I was sitting, thinking of how to respond. First I was questioning if I still wanted to go since my ex and I had just talked about it saying we have to go back. Then I was questioning if I still wanted to go because I missed seeing the group as a whole. Lastly, I questioned if it was even wrong to go. Through it all I notice, in hindsight, that my conviction wasn’t there. I didn’t feel a push to stay away or see red flags flashing. However, knowing I didn’t have that feeling I decided to base my decision on scripture and what I knew about God.
Was the music honorable to God? If I am purposely avoiding certain music in my daily routine, why should I invite myself to be filled with music I cannot control? If I don’t drink, would it be sound to tempt myself just by being in like company with hundreds of people who are? How can two walk together, lest they agree? What is my attendance saying, not concerning people, but to God?
In that moment I decided I wasn’t going to go, and that was half of the battle. Next, I had to find a way to relay that I wouldn’t be able to come. I didn’t want to come off extra churchy or condemning. I also didn’t want to be blunt, because through life I have had the tendency and it is unintentionally offensive. After several backspaces and restarts, I found that there is a way to be honest without giving too much information. Sometimes, we express more than what people ask for and the devil get’s in the details. Right after texting her that I wouldn’t be able to go since I am trying to avoid different scenes (concerning music and I don’t drink anymore) she immediately invited me out to something else that I could attend.
In that moment God showed me that not only could I stand my ground in him, I could do it without causing offense and without being shunned or discarded. It’s ironic that this happened at this time, right after I posted on trust. This was a trust exercise in itself, for me and for God.
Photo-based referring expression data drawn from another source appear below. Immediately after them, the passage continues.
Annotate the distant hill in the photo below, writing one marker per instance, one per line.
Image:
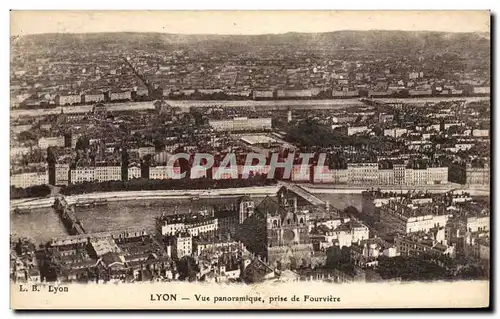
(433, 42)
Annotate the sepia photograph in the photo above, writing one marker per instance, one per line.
(250, 159)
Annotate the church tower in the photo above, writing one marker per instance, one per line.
(245, 208)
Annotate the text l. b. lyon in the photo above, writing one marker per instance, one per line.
(163, 297)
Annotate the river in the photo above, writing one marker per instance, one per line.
(43, 224)
(272, 105)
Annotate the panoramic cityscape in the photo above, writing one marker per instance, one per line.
(340, 157)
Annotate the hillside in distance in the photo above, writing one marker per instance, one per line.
(431, 42)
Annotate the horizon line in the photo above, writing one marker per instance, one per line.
(250, 34)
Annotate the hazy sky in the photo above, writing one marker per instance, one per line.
(244, 22)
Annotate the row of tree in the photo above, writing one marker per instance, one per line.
(171, 184)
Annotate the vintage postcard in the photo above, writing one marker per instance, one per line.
(250, 159)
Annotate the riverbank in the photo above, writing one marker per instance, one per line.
(33, 203)
(268, 104)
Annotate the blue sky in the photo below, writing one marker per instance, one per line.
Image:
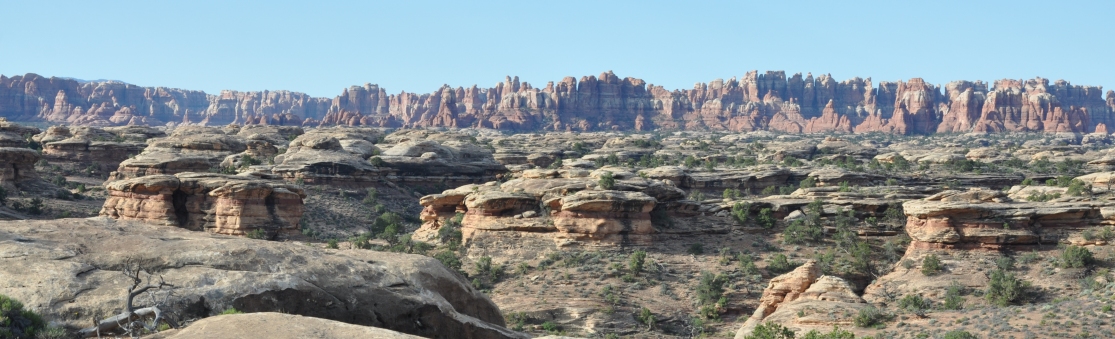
(322, 47)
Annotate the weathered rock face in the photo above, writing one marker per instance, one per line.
(225, 204)
(565, 206)
(186, 149)
(320, 157)
(17, 167)
(803, 299)
(113, 103)
(990, 220)
(756, 102)
(88, 145)
(12, 135)
(77, 265)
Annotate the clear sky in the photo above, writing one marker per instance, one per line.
(322, 47)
I realized that God was silent for a reason. Sometimes God will be quiet to see how you will move without his incentives. Will you choose Christ even when your Holy Ghost is still? Will you remember scripture even when God’s still voice isn’t there? Will you take the place of your Holy Ghost in convicting yourself? Can God trust you? Do you really love him?
When we think about Job and Abraham and Enoch..these were men that walked with God and were perfect in their generations before the pouring out of the Holy Spirit. So even when God is silent and His voice is still, do what you know. His word have I hidden in my heart, that I might not sin against God.
Someone wise said, “when you don’t know what to do, do the last thing that he said”, and I can’t agree more.